The specific linker error:

/opt/compiler-explorer/gcc-snapshot/lib/gcc/x86_64-linux-gnu/11.0.0/../../../../x86_64-linux-gnu/bin/ld:
/tmp/example-a44fce.o:(.debug_info+0xc2): undefined reference to `create<short>()::I'
/opt/compiler-explorer/gcc-snapshot/lib/gcc/x86_64-linux-gnu/11.0.0/../../../../x86_64-linux-gnu/bin/ld:
/tmp/example-a44fce.o:(.debug_info+0xf1): undefined reference to `create<int>()::I'

Those symbols looks exactly like what was generated in the assembly in Clang 11.0, however now in trunk the symbols generated in the assembly are:

_ZZ6createIsEDavE1I.1:
        .long   2                               # 0x2

_ZZ6createIiEDavE1I.2:
        .long   2                               # 0x2

These extra .1 and .2 are different from before.

It appears that the linker still expects to find _ZZ6createIsEDavE1I (no .1) and _ZZ6createIiEDavE1I (no .2), for some reason.

ec04fc15-fa35-46f2-80e1-5d271f2ef708 commented 3 years ago

Thanks for the report, fixed in Clang trunk.

llvmbot commented 3 months ago

@llvm/issue-subscribers-debuginfo

Author: None (beef2f8d-76f6-467d-9088-334ee1ff5567)

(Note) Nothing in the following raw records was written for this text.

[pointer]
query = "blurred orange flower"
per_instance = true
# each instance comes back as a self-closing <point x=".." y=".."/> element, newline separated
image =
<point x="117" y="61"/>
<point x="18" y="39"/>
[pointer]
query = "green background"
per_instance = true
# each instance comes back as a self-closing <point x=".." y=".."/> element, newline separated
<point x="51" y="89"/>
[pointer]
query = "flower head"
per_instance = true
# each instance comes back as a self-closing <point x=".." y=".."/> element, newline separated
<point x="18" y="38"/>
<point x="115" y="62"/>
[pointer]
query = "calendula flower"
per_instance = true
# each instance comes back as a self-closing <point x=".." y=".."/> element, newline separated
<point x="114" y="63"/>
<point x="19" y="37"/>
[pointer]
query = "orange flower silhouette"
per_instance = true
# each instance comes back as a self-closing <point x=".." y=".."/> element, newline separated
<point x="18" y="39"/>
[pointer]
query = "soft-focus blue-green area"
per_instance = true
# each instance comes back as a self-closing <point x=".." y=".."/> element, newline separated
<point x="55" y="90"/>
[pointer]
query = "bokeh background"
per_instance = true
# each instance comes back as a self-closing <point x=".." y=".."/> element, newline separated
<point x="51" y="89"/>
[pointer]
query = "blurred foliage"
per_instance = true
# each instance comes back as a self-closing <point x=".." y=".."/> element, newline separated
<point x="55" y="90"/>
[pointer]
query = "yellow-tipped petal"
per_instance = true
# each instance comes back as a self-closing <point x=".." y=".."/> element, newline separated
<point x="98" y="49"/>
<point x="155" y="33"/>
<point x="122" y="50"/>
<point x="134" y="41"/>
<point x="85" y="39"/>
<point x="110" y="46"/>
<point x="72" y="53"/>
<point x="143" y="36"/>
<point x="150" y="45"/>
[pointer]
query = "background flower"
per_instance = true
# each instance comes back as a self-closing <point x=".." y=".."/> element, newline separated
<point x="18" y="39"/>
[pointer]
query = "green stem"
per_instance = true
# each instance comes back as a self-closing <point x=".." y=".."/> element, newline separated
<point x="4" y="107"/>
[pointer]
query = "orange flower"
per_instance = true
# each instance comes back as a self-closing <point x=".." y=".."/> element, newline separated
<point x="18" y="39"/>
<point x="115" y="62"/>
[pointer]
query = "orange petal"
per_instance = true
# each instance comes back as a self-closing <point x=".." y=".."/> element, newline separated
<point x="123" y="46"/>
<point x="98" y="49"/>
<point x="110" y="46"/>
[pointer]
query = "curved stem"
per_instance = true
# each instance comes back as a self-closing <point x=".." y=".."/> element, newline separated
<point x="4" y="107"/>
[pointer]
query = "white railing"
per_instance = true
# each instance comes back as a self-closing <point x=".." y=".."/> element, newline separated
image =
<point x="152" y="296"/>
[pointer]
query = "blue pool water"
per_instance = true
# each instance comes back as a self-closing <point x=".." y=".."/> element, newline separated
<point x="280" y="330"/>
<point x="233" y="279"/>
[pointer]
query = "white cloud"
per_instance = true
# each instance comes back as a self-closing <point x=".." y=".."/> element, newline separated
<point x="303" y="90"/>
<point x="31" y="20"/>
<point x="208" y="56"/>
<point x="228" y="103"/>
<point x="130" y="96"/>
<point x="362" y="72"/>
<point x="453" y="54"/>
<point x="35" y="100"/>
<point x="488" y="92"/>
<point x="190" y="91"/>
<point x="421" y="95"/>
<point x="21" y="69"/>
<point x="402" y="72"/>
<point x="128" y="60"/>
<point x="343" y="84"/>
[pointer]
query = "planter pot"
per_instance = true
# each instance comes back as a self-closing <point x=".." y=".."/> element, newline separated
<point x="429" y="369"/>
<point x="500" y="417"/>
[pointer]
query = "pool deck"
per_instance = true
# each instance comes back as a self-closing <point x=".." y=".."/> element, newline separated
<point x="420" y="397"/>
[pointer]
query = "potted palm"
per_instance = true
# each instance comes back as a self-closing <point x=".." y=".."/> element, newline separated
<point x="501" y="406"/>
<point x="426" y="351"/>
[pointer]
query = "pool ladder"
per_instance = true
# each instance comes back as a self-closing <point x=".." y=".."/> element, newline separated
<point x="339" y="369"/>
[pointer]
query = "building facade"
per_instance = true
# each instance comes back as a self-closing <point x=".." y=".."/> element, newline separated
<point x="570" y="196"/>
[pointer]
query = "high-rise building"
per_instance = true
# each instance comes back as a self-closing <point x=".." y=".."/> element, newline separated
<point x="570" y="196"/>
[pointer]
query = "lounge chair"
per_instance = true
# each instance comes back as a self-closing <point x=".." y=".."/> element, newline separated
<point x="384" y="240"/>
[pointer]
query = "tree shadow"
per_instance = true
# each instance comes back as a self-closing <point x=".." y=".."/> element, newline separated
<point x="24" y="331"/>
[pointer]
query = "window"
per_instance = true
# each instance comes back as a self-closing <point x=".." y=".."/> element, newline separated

| | | | --- | --- | | Bugzilla Link | [48517](https://llvm.org/bz48517) | | Version | 5.0 | | OS | Windows NT | | CC | @dwblaikie,@pogo59,@zygoloid | | Fixed by commit(s) | 6b760a50f52142e401a6380ff71f933cda22a909 | ## Extended Description Based on https://stackoverflow.com/q/65306562/147192. The behavior of Clang (and GCC) is inconsistent (between compile-time and run-time), however it is unclear to me whether the inconsistency is conforming with the C++17 standard or not. Furthermore, in `-O0` mode, Clang generates an unused symbol (`create()::I`) which causes the linker to fail, see https://godbolt.org/z/M4T7f3. The following reduced program is expected to return 0 (invoking clang++ with `-std=c++17`), it does not (https://godbolt.org/z/6r6vK3): ```cpp template <typename, typename> struct is_same { static constexpr bool value = false; }; template <typename T> struct is_same<T, T> { static constexpr bool value = true; }; template <typename T, typename U> static constexpr bool is_same_v = is_same<T, U>::value; using uintptr_t = unsigned long long; template <int const* I> struct Parameterized { int const* member; }; template <typename T> auto create() { static constexpr int const I = 2; return Parameterized<&I>{ &I }; } int main() { auto one = create<short>(); auto two = create<int>(); if (is_same_v<decltype(one), decltype(two)>) { return reinterpret_cast<uintptr_t>(one.member) == reinterpret_cast<uintptr_t>(two.member) ? 1 : 2; } return 0; } ``` Yet, on all versions of Clang where it compiles (from 5.0.0 onwards), and for all optimization levels (from `-O1` to `-O3`), it returns 2, indicating: - That `one` and `two` have the same type -- which according to 17.4 [temp.type] should mean that they point to the same object. - Yet they point to different objects -- there are two instances of `create<T>()::I`, one for `T = short` and one for `T = int`. The assembly listing clearly contains 2 different instances of `create<T>()::I`. Notes: - If `I` is initialized with `= sizeof(T)`, instead, then with -O1 to -O3 the program returns 0 as expected. - Even with `I` initialized with `= sizeof(T)`, with -O0 Clang still generates an unused symbol which causes the linker to fail: `auto create<short>()::I` and `auto create<int>()::I`, whereas the declared symbols do not have the leading `auto`.